Her insan içinde var olan potansiyeli, yetenekleri, gücü kullanabilme şansına(!) erişmek ister, en azından erişmek istediğini söyler -parmağını oynatmak için çaba göstermese de. Kişinin NLP denilen büyülü yöntemi öğrenmesi ve uygulaması ise yaşamını şans ve tesadüflere bırakmak yerine, kendi istediği biçimde yaratma ve inşa etmeyi seçmesi yani kendi yaşamının sorumluluğunu üstlenmesi anlamına gelir.
Neuro-Linguistic Programming sözcüklerinin baş harfleriyle anılan NLP’yi Duyu-Dil Programlaması olarak çevirebiliriz.
NLP hem bilimdir, hem sanattır.
NLP bilimdir. Bilim nesnel deneyimlerin sistematik doğasını inceler. NLP öznel deneyimlerin sistematik doğasını inceler. Her birimiz özgün bireyler olsak da, iç dünyamızda olup bitenlerin dış dünyamıza yansımaları farklı farklı olsa da, içsel oluşumun basamakları harika bir sistemin işleyişiyle gerçekleşir. Tıpkı, hiçbirimizin diğeriyle tıpa tıp aynı olmamasına rağmen, hepimizin anne rahmine düştüğümüzden itibaren, doğana kadar aynı oluşum sürecinden geçmemiz gibi.
NLP sanattır. Sanat insanın yeteneklerini ve yaratıcılığını kullanarak, iç dünyasının renklerini, müziğini, duygularını en estetik bir sunuşla ifade etme ve başkalarına aktarabilme gücüdür. NLP, insanın “kendisinin en iyi versiyonu olabilme” sanatıdır -içsel ve dışsal başarının uyumlu ve dengeli bir biçimde ifade bulduğu bir yaşam sanatı.

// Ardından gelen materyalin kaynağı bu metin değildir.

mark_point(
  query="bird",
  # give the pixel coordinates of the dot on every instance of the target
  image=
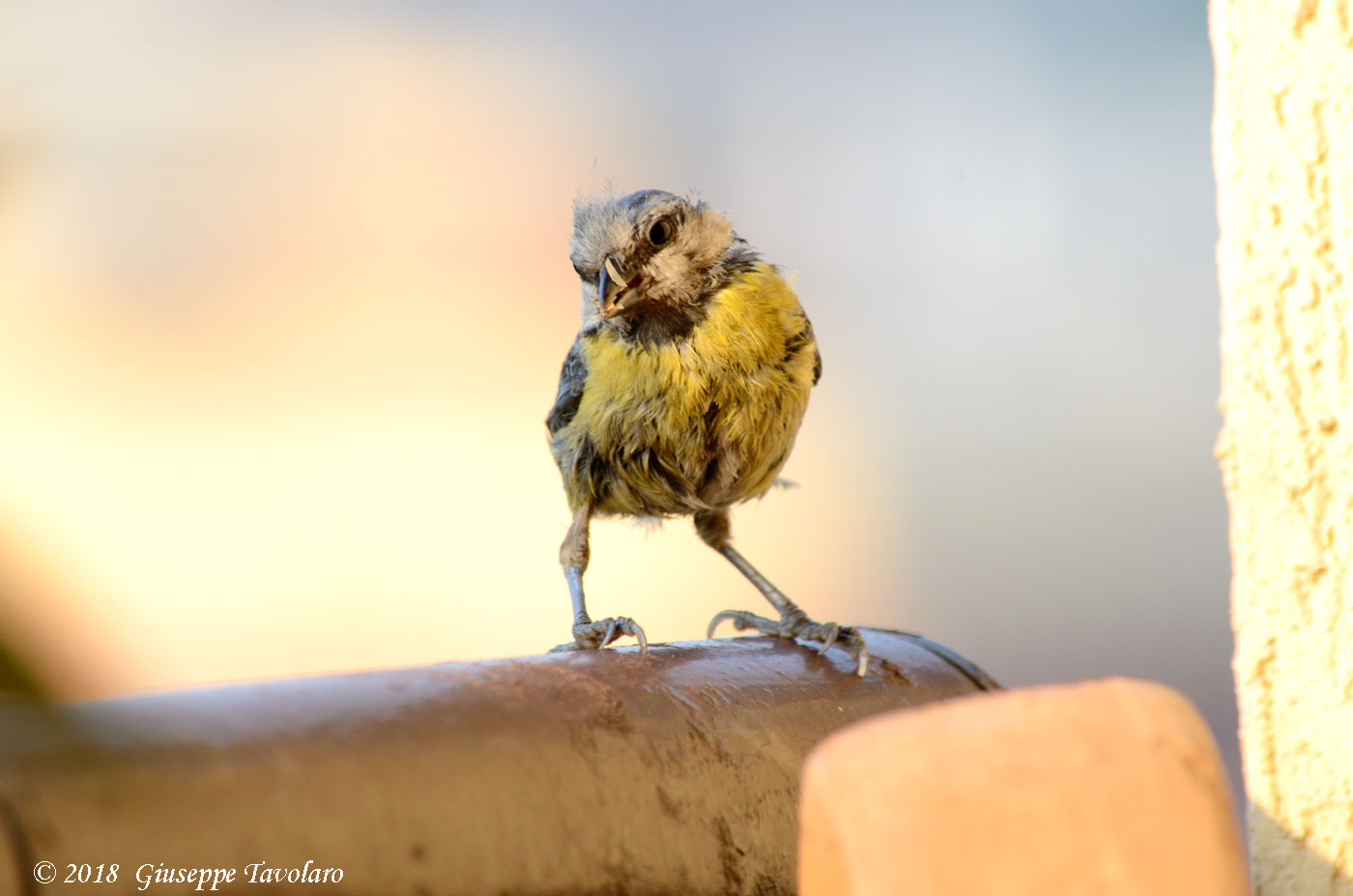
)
(680, 394)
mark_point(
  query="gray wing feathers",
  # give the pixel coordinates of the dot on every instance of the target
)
(572, 378)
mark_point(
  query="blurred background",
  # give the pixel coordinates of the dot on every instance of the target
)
(284, 293)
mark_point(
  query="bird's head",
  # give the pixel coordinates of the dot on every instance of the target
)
(652, 256)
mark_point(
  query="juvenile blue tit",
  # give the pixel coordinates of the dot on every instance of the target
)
(682, 392)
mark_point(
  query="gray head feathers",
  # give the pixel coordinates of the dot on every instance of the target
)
(673, 252)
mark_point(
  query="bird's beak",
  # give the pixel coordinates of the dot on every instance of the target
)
(615, 291)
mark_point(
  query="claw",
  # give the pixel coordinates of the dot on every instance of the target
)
(594, 635)
(795, 624)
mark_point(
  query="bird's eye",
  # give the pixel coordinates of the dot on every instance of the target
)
(660, 232)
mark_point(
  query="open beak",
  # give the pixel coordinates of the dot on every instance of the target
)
(615, 291)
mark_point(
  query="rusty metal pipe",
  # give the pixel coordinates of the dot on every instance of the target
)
(565, 773)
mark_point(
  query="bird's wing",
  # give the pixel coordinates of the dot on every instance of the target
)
(572, 378)
(818, 356)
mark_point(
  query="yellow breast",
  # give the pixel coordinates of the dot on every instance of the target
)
(697, 422)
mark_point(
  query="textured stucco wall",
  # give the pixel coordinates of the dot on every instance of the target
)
(1282, 139)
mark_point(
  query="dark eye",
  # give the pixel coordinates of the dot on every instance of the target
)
(660, 232)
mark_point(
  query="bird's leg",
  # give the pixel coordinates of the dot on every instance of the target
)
(793, 621)
(588, 634)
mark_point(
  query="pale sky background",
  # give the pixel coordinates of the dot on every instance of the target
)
(284, 294)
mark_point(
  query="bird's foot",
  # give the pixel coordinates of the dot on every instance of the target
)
(594, 635)
(794, 625)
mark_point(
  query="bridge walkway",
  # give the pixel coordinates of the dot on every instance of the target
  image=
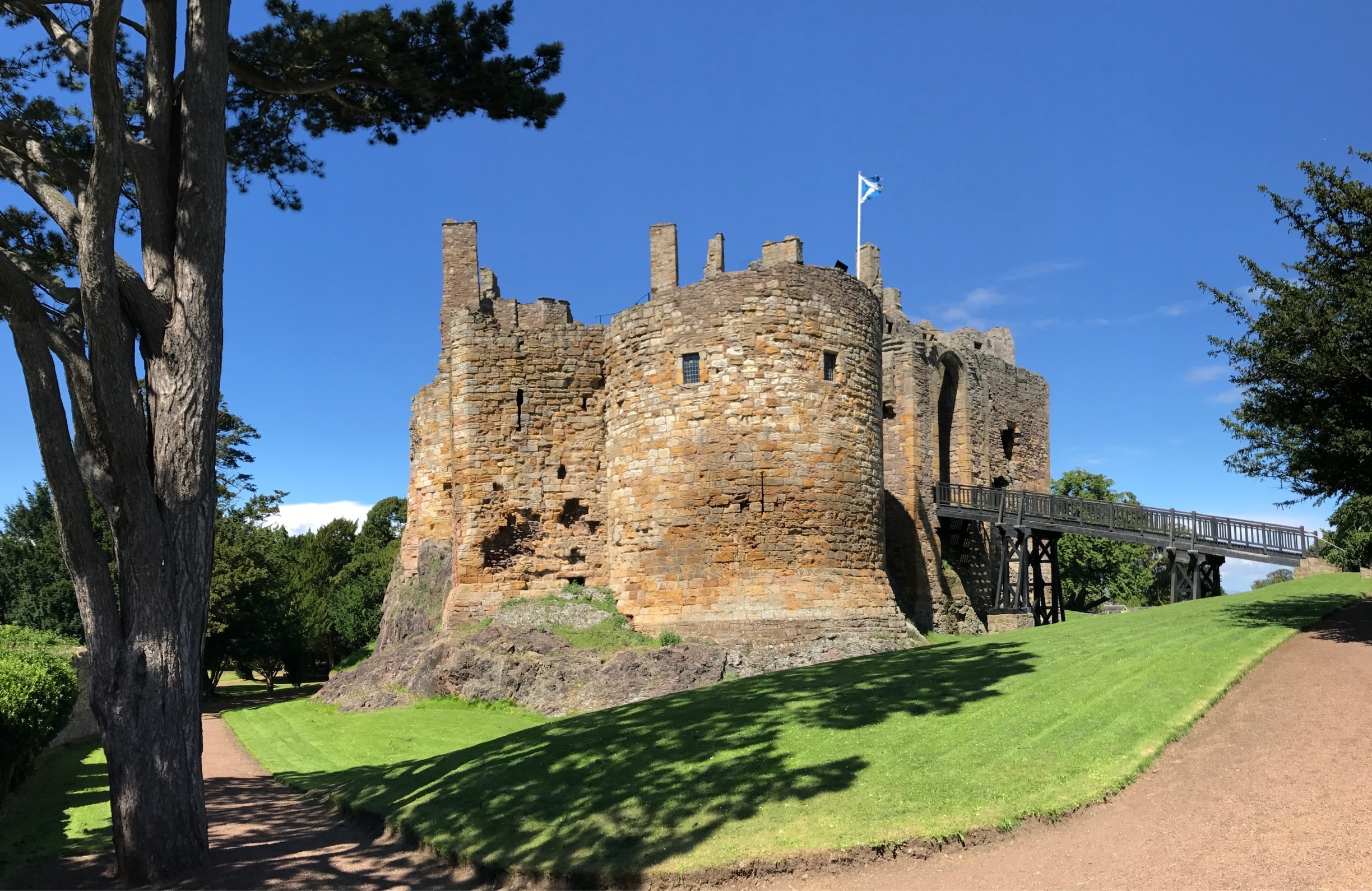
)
(1030, 524)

Düşünce, duygu ve davranışlarımız birlikte çalışarak yaşam deneyimlerimizi yaratır. Çoğu zaman bu deneyimleri bilinçsizce yaratırız. Robotlaşan düşünceler, dondurulmuş ya da bastırılmış duygular ve otomatik davranışlarla yaratılan yaşam deneyimleri doğal olarak bilinçsizce olur. Durmuş saatin bile günde iki kez doğruyu gösterdiğini düşünürsek, bilinçsizce sürülen bir yaşamda arada bir şans ya da tesadüf dediğimiz “doğrular” yüzümüzü güldürür. Geri kalan zamanlarda hayatın bizim istediğimiz şekilde seyretmemesinin nedenini şanssızlık, talihsizlik ya da kader olarak açıklamaya eğilimliyizdir.
Biyoloji, dil bilimi ve bilgi temeline dayalı, kendine özgü kuramları olan beyin/zihin faaliyeti bilimi ve bilinçli deneyim yaratma sanatı olan NLP, yaşamımızdaki “şanslı” anları “tesadüf” olamayacak kadar sıklıkta yaratmamızı sağlar.

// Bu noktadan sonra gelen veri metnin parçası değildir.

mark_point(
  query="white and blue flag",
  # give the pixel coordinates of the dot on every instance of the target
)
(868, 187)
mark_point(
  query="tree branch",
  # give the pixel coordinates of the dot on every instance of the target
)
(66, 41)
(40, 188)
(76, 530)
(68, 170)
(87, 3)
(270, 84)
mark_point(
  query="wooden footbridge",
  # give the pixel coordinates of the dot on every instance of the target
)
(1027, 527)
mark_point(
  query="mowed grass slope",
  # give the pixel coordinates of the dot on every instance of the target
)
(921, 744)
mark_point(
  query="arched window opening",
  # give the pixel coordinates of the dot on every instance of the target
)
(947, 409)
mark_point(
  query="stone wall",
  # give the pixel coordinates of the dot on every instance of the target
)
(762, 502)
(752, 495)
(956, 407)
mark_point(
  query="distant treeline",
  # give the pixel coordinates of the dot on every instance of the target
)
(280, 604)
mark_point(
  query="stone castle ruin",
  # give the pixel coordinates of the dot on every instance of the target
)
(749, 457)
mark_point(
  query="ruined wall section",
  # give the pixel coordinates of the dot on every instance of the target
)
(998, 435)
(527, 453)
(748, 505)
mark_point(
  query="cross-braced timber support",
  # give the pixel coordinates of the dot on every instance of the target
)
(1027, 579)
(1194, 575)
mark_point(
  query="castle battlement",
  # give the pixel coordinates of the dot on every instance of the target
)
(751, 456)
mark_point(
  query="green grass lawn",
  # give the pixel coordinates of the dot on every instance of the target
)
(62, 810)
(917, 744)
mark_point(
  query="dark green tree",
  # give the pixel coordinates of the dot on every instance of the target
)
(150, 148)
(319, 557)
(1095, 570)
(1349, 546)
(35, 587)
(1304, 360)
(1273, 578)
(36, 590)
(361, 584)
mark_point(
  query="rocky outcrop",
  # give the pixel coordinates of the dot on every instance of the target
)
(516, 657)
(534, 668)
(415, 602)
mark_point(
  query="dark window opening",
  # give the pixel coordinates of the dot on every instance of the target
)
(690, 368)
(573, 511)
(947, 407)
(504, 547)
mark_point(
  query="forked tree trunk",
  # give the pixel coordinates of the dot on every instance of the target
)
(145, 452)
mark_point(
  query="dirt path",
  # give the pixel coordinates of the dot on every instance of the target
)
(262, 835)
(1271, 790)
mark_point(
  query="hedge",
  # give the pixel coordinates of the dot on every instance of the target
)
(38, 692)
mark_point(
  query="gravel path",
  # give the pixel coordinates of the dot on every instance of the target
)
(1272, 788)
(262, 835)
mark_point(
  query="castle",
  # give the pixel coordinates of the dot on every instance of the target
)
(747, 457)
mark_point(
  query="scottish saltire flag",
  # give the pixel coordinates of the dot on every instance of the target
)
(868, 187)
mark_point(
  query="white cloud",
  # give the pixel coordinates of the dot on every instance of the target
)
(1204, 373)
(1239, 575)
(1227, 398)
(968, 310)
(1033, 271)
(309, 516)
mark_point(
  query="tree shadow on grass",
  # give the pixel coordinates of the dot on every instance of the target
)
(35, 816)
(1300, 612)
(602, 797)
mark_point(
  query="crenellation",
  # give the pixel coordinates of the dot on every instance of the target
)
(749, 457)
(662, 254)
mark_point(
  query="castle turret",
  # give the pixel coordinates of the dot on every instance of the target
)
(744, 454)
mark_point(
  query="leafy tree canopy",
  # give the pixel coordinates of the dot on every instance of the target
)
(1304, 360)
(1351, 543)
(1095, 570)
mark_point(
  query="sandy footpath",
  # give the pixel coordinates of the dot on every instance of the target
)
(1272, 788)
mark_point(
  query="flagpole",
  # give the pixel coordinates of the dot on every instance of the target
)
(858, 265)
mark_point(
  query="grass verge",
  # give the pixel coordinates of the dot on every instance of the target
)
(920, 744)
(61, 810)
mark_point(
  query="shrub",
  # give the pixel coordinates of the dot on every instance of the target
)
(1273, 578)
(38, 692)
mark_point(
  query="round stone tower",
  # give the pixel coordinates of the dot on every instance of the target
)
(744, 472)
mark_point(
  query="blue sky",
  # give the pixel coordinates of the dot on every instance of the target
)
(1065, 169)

NLP robotlaşan düşüncelere esneklik getirir. Bir fırtınada esnek bir cisim mi, katı bir cisim mi daha çabuk kırılır? Bir ağaç, rüzgarın yönüne doğru eğilerek gösterdiği uyum ve esneklik sonucu, fırtına dindikten sonra yine dimdik ayakta kalır. Ya binaların camlarına ne olur?
NLP dondurulmuş ya da bastırılmış duygulara akışkanlık kazandırır. Böylece içimizde kaskatı bir halde durup bize zarar veren duyguları akıtarak yerini bize haz veren duygularla doldurabiliriz. Örneğin; değişik korkularımızın bizi tıkadığı, adım atmamızı engellediği anlar olmasaydı acaba yaşamımız nasıl seyrederdi?

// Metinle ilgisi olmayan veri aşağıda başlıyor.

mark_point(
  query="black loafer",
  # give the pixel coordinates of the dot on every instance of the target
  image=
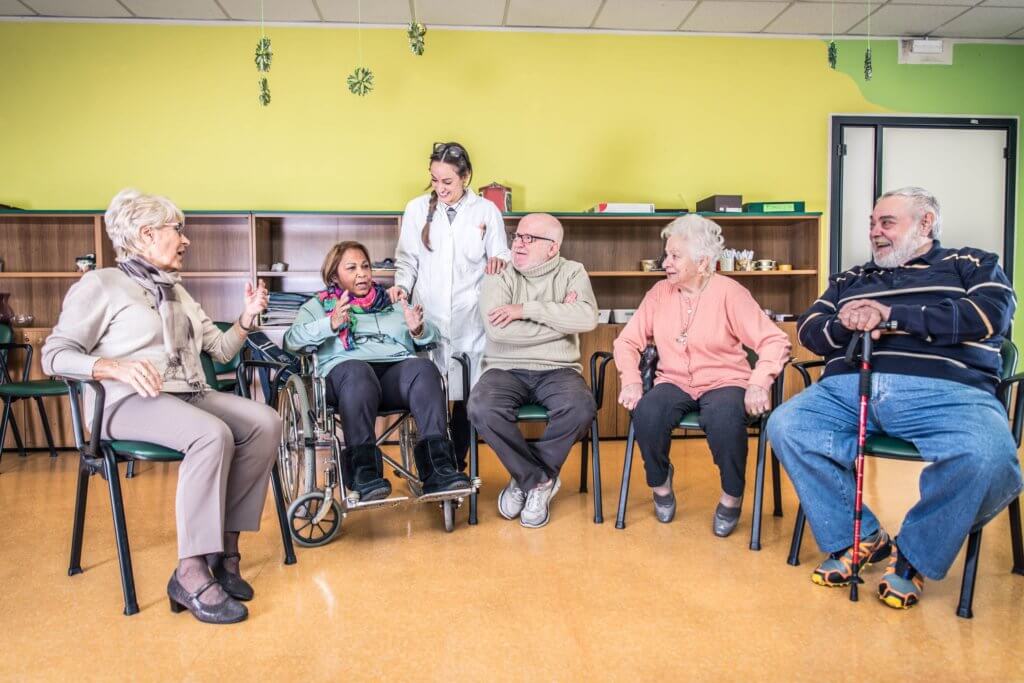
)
(228, 611)
(233, 585)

Sadece reddedilme korkusundan bile nice aşkları, nice işleri sırf inisiyatif alamadığımız için kaybettiğimizi düşünürsek zararın boyutlarını bir derece olsun anlayabiliriz.
NLP, otomatik davranışlarımızla yarattığımız olumsuz yaşam deneyimlerini otomatik tepkilerle tekrarlama kısır döngüsüne son vermemizi sağlar. Bu -otomatik- davranışların en zarar verici olanları, çeşitli fobilerimiz ve obsesif-kompulsif davranışlarımız/ bağımlılıklarımızdır.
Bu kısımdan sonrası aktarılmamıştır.